Israel is also a space industry that has supplied the Israeli army with reconnaissance satellites. Should not the Czech Republic also have such a space system, and why not in cooperation with Israel?
As President of ČISOK, I say that if we have a military reconnaissance satellite, it should definitely be in cooperation with Israel. We have a tradition in this field, we have people who know satellites. Israel's achievements in this field are spectacular. A combination of Czech and Israeli technology would be sensational.
You are also a patron and a great supporter of Czech culture. You founded the Bohemian Heritage Fund to help finance it. So let's close this conversation, which is mainly about security, with a question: Should we learn from Israel in culture or should they learn from us?
Let me say first of all that entertainment cannot replace culture. We cannot live without cultural stimuli in the long term. Czech cultural policy is completely different from Israeli cultural policy. We have a huge and permanent cultural offer. You realise this when you come abroad and the nearest theatre, ballet or opera house is thousands of kilometres away. There is a sea of cultures in Israel because of the diversity of the countries from which its inhabitants came. But the system of cultural support that we have in the Czech Republic is something that we could partially transfer to Israel.
JUDr. Pavel Smutný
Pavel Smutný is one of the three founders of the law firm CÍSAŘ, ČEŠKA, SMUTNÝ, which ranks among the largest law firms in the country. Since 2009 he has been the President of the Czech-Israeli Joint Chamber of Commerce, which promotes mutual trade between the two countries and develops scientific research projects. In 2011, he founded the Arnošt Lustig Award, which is given by the Chamber for demonstrating the values of Courage and Bravery, Humanity and Justice.

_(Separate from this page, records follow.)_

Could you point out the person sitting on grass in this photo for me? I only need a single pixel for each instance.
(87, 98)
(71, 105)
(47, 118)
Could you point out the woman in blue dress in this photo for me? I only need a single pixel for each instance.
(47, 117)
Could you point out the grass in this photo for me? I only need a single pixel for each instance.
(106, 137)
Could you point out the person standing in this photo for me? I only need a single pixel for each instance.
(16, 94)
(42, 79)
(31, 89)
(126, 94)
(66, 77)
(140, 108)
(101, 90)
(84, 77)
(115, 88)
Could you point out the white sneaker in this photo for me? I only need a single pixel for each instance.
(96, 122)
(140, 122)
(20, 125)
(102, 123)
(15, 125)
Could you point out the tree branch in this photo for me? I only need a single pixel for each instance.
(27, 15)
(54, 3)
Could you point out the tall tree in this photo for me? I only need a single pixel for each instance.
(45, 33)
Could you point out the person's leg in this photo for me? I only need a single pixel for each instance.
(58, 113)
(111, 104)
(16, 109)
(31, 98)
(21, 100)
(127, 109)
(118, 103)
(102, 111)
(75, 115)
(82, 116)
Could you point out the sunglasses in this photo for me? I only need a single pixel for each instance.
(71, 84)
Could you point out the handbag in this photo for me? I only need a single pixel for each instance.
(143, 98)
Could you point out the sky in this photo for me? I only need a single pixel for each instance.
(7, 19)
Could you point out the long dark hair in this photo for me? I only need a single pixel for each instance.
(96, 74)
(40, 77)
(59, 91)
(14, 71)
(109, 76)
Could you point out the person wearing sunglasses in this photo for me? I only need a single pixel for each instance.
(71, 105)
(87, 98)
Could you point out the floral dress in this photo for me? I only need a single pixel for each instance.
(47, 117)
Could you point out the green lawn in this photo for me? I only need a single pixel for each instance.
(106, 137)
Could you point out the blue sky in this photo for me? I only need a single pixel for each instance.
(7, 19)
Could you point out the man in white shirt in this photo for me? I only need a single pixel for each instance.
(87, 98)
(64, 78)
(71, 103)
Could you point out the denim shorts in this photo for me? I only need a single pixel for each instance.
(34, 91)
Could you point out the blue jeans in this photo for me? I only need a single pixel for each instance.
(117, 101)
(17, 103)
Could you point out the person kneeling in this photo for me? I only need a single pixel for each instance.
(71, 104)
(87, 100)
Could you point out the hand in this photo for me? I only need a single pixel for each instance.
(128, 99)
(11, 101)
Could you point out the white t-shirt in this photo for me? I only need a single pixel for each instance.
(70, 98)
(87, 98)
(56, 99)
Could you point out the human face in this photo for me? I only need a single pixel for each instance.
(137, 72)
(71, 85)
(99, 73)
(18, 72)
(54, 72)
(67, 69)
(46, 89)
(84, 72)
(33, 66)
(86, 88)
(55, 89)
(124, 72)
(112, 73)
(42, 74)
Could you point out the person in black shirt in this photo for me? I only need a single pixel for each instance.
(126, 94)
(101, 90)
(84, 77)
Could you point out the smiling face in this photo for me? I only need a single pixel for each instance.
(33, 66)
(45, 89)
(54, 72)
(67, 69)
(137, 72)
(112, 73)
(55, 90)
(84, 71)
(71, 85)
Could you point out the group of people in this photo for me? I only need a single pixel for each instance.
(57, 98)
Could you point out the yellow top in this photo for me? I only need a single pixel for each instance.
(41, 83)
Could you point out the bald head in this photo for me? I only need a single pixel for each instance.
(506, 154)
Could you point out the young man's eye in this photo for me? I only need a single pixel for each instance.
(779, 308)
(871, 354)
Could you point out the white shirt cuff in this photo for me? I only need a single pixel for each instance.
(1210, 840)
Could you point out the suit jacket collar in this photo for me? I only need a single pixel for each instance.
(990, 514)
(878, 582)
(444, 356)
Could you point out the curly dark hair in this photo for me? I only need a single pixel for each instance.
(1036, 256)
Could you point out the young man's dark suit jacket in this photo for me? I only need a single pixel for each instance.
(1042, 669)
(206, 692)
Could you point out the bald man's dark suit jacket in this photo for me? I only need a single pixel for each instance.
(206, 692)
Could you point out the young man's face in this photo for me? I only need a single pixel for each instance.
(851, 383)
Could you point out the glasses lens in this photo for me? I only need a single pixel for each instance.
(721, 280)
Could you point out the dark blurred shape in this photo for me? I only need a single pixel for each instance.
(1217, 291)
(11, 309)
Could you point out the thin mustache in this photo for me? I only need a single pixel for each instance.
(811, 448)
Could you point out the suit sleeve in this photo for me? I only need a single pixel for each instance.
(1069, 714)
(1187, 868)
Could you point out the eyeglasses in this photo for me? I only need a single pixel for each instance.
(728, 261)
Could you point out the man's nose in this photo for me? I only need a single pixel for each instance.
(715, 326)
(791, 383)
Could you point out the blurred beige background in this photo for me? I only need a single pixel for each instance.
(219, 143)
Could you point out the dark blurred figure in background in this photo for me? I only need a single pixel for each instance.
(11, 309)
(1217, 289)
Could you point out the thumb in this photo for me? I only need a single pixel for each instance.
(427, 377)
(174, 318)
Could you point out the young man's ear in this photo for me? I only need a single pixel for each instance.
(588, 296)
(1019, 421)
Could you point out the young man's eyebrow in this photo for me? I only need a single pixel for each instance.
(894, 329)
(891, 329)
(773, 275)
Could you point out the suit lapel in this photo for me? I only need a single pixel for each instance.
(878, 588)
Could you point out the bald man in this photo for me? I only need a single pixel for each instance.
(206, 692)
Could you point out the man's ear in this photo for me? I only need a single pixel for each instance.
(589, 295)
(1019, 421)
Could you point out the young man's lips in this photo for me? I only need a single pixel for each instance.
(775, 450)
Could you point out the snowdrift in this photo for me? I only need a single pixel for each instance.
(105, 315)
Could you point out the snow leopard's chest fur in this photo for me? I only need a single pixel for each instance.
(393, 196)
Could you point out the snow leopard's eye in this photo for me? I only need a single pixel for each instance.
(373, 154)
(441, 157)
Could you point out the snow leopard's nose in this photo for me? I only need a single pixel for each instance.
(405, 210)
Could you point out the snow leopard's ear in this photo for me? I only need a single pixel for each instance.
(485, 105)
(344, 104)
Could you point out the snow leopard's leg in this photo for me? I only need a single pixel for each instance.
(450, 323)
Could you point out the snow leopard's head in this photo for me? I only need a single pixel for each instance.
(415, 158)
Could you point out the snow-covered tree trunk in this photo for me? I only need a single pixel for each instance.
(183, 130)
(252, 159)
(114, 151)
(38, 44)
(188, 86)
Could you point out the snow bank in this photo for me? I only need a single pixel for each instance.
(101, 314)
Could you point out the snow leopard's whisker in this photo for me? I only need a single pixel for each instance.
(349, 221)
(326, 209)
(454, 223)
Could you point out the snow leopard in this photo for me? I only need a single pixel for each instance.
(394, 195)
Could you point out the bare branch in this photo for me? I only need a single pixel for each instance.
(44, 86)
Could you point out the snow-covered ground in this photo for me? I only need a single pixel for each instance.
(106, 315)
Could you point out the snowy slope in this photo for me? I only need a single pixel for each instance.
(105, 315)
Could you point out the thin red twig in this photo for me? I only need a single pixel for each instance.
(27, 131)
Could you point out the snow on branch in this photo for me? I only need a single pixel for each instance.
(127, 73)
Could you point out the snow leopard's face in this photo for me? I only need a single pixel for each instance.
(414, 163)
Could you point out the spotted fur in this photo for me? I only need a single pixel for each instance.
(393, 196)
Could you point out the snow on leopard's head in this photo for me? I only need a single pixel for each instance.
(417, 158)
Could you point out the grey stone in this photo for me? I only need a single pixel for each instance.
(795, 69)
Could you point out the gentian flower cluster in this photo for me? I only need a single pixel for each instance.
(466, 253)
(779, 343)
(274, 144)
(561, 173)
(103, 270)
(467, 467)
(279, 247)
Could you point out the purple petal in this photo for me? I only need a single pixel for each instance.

Among its laureates, for example, is the current Chief of the General Staff Karel Rehka. Pavel Smutný is also a leading Czech philanthropist and President of the BOHEMIAN HERITAGE FUND, which supports Czech culture and artists.
He graduated from the Faculty of Law of Charles University in Prague and completed a study internship at the Sorbonne in Paris. In the past, he also worked as an expert in the OECD New Democracies Programme. His long-standing law practice focuses on international investment relations and commercial law.
Pavel Smutný is a recipient of the Medal of Merit, 1st Class, in particular for his support of relations between the Czech Republic and the State of Israel, and in 2017 he received the insignia of Knight of the French Order of Arts and Letters, an award for the sustained promotion and dissemination of French culture and the protection of national cultural heritage and monuments. In 2023, he received the prestigious Jerusalem Award, given by the International Zionist Organization and the City of Jerusalem for his longstanding support of the State of Israel.